Grocery stores could sell beer and wine under renewed Maryland legislation
As excerpted from The Washington Times:
The Maryland Consumer Freedom Coalition, backed by the Maryland Retailers Alliance trade association, is renewing its effort for the state to legalize beer and wine sales in grocery stores.
Maryland Retailers Alliance President Cailey Locklair said outside a Giant grocery store Thursday that, since grocery stores and other similar retailers operate on such thin margins, allowing beer and wine sales could be the difference between shutting down and their ability to stay open, especially given competition from stores in nearby jurisdictions.
“In Maryland, we are at a competitive disadvantage,” Ms. Locklair said. Residents who live near the state’s borders cross state lines into the District, Pennsylvania, Virginia and West Virginia, “where there is one-stop shopping and grocery stores where they can not only buy their groceries, but also purchase their beer and wine.”
She was backed up at the press conference by state Delegate Marlon Amprey, a Democrat and sponsor of previous failed bills to legalize the sale of beer and wine outside of a select group of grandfathered-in stores.

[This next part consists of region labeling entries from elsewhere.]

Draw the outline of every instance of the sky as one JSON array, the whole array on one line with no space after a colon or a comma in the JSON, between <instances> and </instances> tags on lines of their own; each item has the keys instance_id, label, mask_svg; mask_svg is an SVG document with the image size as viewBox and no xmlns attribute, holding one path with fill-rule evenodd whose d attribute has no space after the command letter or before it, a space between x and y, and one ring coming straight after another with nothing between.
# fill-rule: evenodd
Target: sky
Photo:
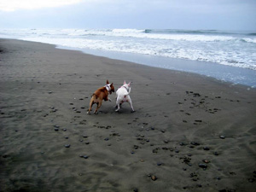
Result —
<instances>
[{"instance_id":1,"label":"sky","mask_svg":"<svg viewBox=\"0 0 256 192\"><path fill-rule=\"evenodd\" d=\"M256 31L256 0L0 0L0 28Z\"/></svg>"}]
</instances>

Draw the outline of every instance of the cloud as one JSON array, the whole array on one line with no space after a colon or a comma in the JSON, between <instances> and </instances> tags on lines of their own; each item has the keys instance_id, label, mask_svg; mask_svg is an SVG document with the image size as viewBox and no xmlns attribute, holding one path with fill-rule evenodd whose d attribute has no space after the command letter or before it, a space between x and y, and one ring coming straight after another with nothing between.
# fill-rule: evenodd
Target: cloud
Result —
<instances>
[{"instance_id":1,"label":"cloud","mask_svg":"<svg viewBox=\"0 0 256 192\"><path fill-rule=\"evenodd\" d=\"M0 0L0 10L36 9L70 5L83 0Z\"/></svg>"}]
</instances>

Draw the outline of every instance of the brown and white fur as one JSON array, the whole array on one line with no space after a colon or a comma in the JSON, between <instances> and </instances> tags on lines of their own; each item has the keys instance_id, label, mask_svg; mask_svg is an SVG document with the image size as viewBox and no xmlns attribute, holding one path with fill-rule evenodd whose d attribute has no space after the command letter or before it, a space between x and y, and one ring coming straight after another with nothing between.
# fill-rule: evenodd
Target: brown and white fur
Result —
<instances>
[{"instance_id":1,"label":"brown and white fur","mask_svg":"<svg viewBox=\"0 0 256 192\"><path fill-rule=\"evenodd\" d=\"M131 92L131 82L129 84L126 84L125 80L124 82L124 84L119 88L116 91L116 105L115 108L118 108L115 111L119 111L120 109L120 105L127 102L129 102L131 108L131 112L134 112L133 107L132 107L132 102L131 99L129 96Z\"/></svg>"},{"instance_id":2,"label":"brown and white fur","mask_svg":"<svg viewBox=\"0 0 256 192\"><path fill-rule=\"evenodd\" d=\"M108 93L112 94L112 92L114 92L114 87L113 85L113 83L109 84L108 80L107 80L107 84L102 88L97 89L91 96L91 99L90 101L90 108L88 109L87 113L90 113L90 112L91 111L92 105L94 103L97 104L97 107L94 112L94 113L96 113L97 110L101 108L103 100L111 102L111 99L108 98Z\"/></svg>"}]
</instances>

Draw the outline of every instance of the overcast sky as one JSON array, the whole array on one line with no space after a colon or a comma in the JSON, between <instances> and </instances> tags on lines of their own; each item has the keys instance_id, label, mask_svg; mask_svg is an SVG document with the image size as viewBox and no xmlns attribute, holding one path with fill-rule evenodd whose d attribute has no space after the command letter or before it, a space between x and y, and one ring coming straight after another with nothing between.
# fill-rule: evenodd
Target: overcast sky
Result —
<instances>
[{"instance_id":1,"label":"overcast sky","mask_svg":"<svg viewBox=\"0 0 256 192\"><path fill-rule=\"evenodd\" d=\"M0 28L256 30L256 0L0 0Z\"/></svg>"}]
</instances>

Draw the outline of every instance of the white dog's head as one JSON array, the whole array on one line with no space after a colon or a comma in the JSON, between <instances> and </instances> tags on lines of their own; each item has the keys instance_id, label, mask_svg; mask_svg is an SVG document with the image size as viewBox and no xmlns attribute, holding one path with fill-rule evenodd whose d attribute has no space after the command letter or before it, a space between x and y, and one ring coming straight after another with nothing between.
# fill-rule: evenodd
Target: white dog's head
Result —
<instances>
[{"instance_id":1,"label":"white dog's head","mask_svg":"<svg viewBox=\"0 0 256 192\"><path fill-rule=\"evenodd\" d=\"M124 84L122 87L125 87L127 90L127 92L129 92L130 89L131 89L131 82L129 82L129 84L126 84L125 80L124 82Z\"/></svg>"}]
</instances>

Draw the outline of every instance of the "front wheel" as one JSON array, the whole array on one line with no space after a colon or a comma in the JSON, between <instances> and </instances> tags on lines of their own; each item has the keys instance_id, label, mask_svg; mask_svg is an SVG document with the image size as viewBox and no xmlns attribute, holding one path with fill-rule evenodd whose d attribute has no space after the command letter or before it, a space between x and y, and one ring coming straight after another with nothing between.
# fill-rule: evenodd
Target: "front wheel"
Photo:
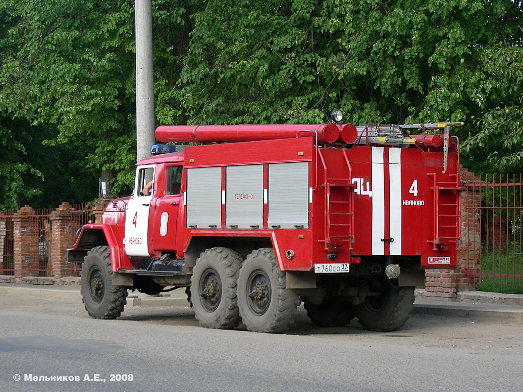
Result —
<instances>
[{"instance_id":1,"label":"front wheel","mask_svg":"<svg viewBox=\"0 0 523 392\"><path fill-rule=\"evenodd\" d=\"M123 312L127 287L112 285L112 271L109 247L98 246L89 250L82 264L82 301L93 318L115 319Z\"/></svg>"},{"instance_id":2,"label":"front wheel","mask_svg":"<svg viewBox=\"0 0 523 392\"><path fill-rule=\"evenodd\" d=\"M200 325L229 329L240 324L236 286L242 258L228 248L206 250L196 260L190 301Z\"/></svg>"},{"instance_id":3,"label":"front wheel","mask_svg":"<svg viewBox=\"0 0 523 392\"><path fill-rule=\"evenodd\" d=\"M247 257L238 278L238 306L248 330L277 333L289 329L300 300L285 284L285 272L278 268L272 248Z\"/></svg>"},{"instance_id":4,"label":"front wheel","mask_svg":"<svg viewBox=\"0 0 523 392\"><path fill-rule=\"evenodd\" d=\"M414 287L394 287L389 281L372 282L377 296L369 296L356 307L356 316L366 329L378 332L395 331L405 325L413 308Z\"/></svg>"}]
</instances>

Mr. Amprey, whose district mostly includes West Baltimore, said he was reintroducing his Alcoholic Beverages Modernization Act for the upcoming Maryland legislative session, which starts in January.
Mr. Amprey said Maryland should allow beer and wine sales in grocery stores to make it more convenient for families and workers, give grocery stores more of an edge to stay in neighborhoods that they might otherwise leave, and because of customer safety.